Ermal, can you sort blocked IPs the same as in the alerts? Alerts on both interfaces are listed so the most recent is at the top of the page (perfecto), however blocked IPs are randomly sorted.
Normally youcan click on the headers to sort them
Question: With all the new suppression entries required, is there a way to add a descriptor above each suppress entry? I notice the add feature from the alerts list leaves a space between each entry added to the suppress list. Could find nothing on this one in the docs.
Added the description
-
how do i use alias?
Go to the Firewall Tab and select Aliases. There you can add them for ports, servers, netlists, host, etc.
-
No sensitive data preproc errors, snort starts again. Though I had to go to if settings -> categories and save settings again before I got snort to actually load rules. Instead of loading rules and end up using about 1.5 GB of ram, Snort just stayed at 400 MB'ish of memory usage.
-
After an automated update:
Jul 18 01:05:10 php: /snort/snort_interfaces.php: Interface Rule START for CABLE(re1)…
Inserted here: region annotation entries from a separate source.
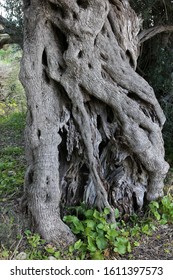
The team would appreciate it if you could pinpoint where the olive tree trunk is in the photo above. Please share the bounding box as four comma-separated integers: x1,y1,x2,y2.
20,0,168,245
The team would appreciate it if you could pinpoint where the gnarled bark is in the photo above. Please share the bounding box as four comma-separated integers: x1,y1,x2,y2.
0,15,23,48
21,0,168,245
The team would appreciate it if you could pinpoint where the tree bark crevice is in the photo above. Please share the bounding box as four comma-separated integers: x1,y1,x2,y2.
21,0,168,245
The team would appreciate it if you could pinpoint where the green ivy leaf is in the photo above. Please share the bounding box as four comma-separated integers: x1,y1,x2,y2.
91,251,104,260
96,236,108,250
74,239,83,250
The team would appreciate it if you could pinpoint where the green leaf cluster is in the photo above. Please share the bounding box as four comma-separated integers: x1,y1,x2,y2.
149,194,173,224
64,205,131,260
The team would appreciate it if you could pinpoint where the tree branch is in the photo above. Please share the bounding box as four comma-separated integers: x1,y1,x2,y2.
139,25,173,44
0,15,23,48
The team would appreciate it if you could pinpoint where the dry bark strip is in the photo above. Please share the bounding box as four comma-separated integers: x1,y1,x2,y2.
21,0,168,244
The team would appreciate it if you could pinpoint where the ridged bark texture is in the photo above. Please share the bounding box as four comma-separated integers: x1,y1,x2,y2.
21,0,168,243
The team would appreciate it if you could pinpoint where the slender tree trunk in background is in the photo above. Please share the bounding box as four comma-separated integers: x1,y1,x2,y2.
21,0,168,245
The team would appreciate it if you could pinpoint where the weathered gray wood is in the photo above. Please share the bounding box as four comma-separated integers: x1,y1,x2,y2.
20,0,168,243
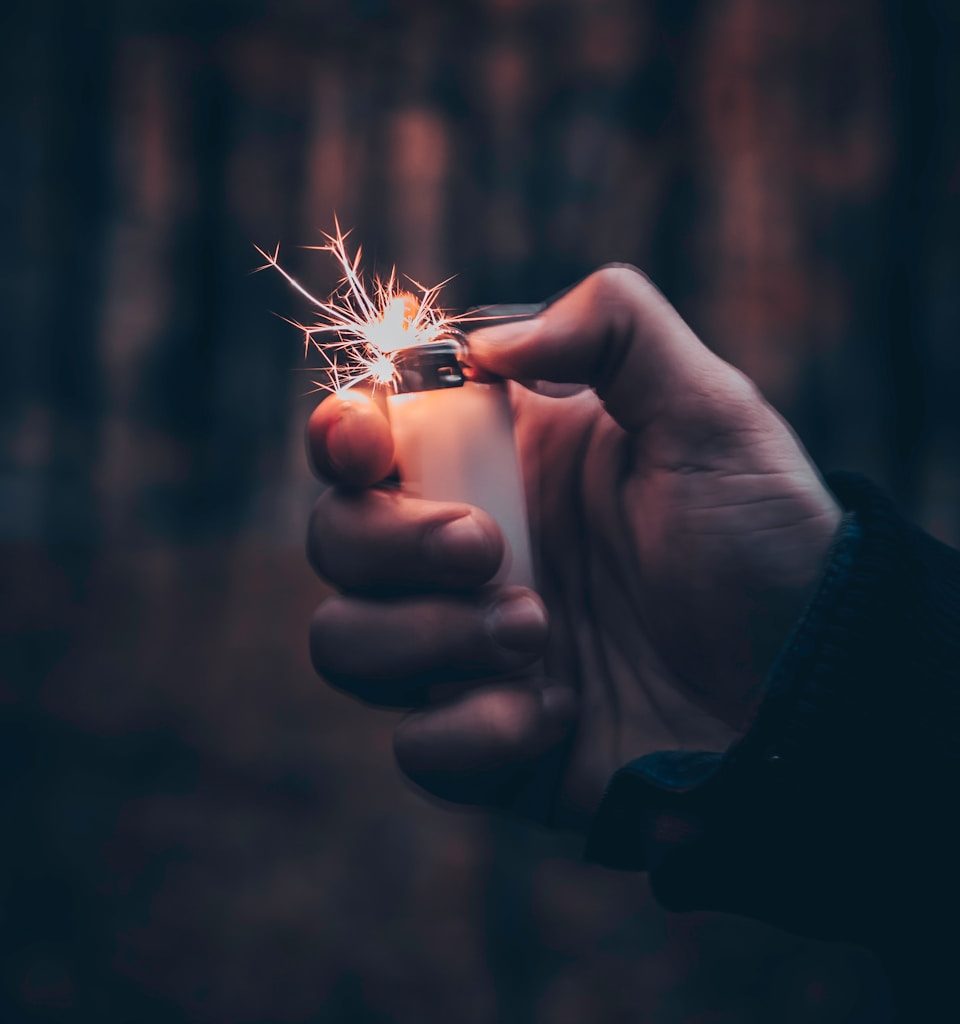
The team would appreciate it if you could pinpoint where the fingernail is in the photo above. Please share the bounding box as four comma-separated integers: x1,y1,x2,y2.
426,514,492,571
487,594,547,654
323,413,347,471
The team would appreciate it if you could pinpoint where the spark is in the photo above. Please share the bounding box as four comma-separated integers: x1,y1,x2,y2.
254,217,464,394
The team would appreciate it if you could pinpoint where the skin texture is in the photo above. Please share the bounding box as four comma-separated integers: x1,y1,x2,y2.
308,266,840,828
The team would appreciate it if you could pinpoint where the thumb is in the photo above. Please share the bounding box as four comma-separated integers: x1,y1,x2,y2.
469,264,730,431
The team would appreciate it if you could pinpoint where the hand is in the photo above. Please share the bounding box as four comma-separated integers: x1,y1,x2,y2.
308,267,840,826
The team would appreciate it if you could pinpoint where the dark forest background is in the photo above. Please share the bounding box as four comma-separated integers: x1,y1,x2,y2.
0,0,960,1024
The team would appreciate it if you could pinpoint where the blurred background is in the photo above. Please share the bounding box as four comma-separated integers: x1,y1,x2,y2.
0,0,960,1024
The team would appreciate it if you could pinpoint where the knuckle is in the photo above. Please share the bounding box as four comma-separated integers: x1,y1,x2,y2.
584,263,653,308
307,488,333,578
310,595,347,678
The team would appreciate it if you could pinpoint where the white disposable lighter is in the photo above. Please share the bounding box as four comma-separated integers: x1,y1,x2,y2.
387,323,534,587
Jul 18 01:05:10 snort[46927]: FATAL ERROR: /usr/local/etc/snort/preproc_rules/sensitive-data.rules(1) Unknown ClassType: sdf
Jul 18 01:05:10 snort[46927]: FATAL ERROR: /usr/local/etc/snort/preproc_rules/sensitive-data.rules(1) Unknown ClassType: sdf
Jul 18 01:05:10 snort[46927]: Initializing rule chains…
Jul 18 01:05:10 snort[46927]: Initializing rule chains…and with sensitive data rules toggled off, starting snort fails with this:
Jul 18 01:08:35 snort[219]: FATAL ERROR: /usr/local/etc/snort/preproc_rules/preprocessor.rules(201) Unknown ClassType: sdf
Jul 18 01:08:35 snort[219]: Initializing rule chains…I reported this yesterday and same thing happen again when I woke up this morning.. it failed the auto update…manual update after deleting the md5 files did the trick.